Definiens, Pharmacyclics e Johnson & Johnson sono le tre nuove alleanze messe a segno dalla società anglo-svedese per rafforzare il settore

Dopo aver perfezionato l’acquisizione delle attività di Almirall in ambito respiratorio, AstraZeneca ha annunciato oggi di aver concluso tre accordi per il rafforzamento del settore oncologico. Tra questi l’acquisizione di Definiens per una prima intesa di 150 milioni di dollari. La società privata fondata nel 1994 dal professor Gerd Binnig, Premio Nobel per la Fisica nel 1986, oggi si occupa di sviluppare strumenti di analisi delle immagini ed estrapolazione dei dati da campioni tissutali, la Tissue Phenomics. Di particolare interesse per  Astrazeneca l’attività di estrapolazione di informazioni dai campioni tissutali tumorali.  Definiens sarà incorporata nel settore biotech di AstraZeneca MedImmune.

La società britannica ha messo a segno anche altre due alleanze con le aziende statunitensi Pharmacyclics e Johnson & Johnson per testare la combinazione dei propri farmaci oncologici, con il loro prodotto oncologico Imbruvica.
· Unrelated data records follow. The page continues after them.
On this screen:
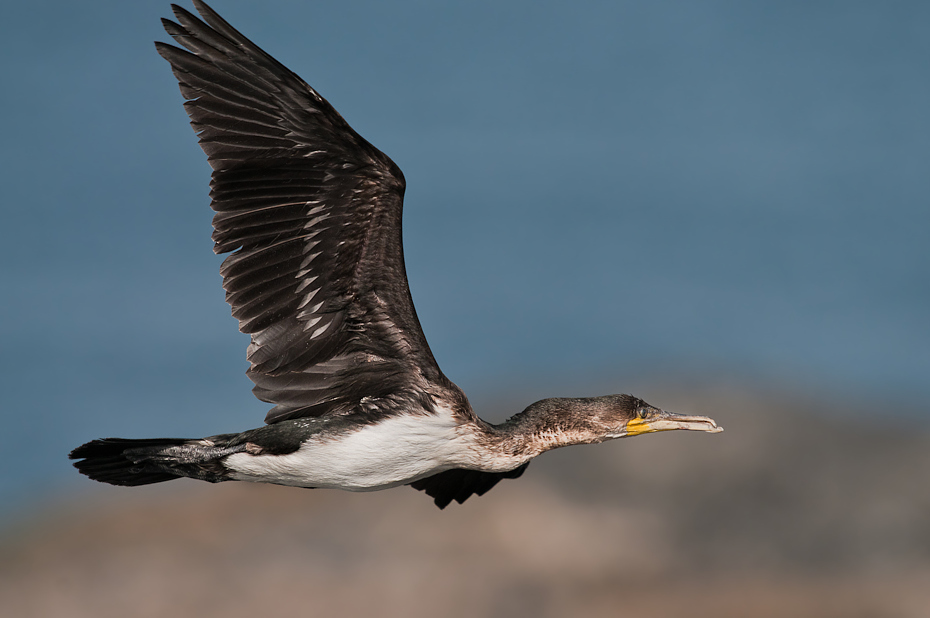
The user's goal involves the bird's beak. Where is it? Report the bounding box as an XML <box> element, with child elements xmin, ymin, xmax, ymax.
<box><xmin>626</xmin><ymin>410</ymin><xmax>723</xmax><ymax>436</ymax></box>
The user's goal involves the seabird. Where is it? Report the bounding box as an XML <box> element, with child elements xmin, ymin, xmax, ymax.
<box><xmin>70</xmin><ymin>0</ymin><xmax>722</xmax><ymax>508</ymax></box>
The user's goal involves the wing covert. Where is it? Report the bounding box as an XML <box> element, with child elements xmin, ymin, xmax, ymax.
<box><xmin>156</xmin><ymin>0</ymin><xmax>451</xmax><ymax>422</ymax></box>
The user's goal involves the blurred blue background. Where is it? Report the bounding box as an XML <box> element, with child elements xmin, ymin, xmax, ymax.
<box><xmin>0</xmin><ymin>0</ymin><xmax>930</xmax><ymax>509</ymax></box>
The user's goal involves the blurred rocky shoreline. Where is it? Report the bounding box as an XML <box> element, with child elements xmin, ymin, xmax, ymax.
<box><xmin>0</xmin><ymin>389</ymin><xmax>930</xmax><ymax>618</ymax></box>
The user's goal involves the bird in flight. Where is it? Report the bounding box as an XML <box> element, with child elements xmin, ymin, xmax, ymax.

“La ricerca di terapie combinate è una parte centrale della strategia oncologia di AstraZeneca – come scrive la Reuters – e un settore dove il gruppo ritiene che l’esperienza maturata nel campo oncologico possa dargli un vantaggio sui rivali.”

Le due nuove collaborazioni di sperimentazione clinica ampliano anche la portata del lavoro di AstraZeneca sulla combinazione di farmaci nel campo molto promettente e in rapida crescita dell’immunoterapia, dove AstraZeneca concorre con società come la Bristol-Myers Squibb, Merck & Co e Roche. AstraZeneca ha già un numero considerevole di studi di immunoterapia in corso sui tumori solidi, tra cui il cancro del polmone. Con queste ultime collaborazioni estende la ricerca anche sui tumori ematologici.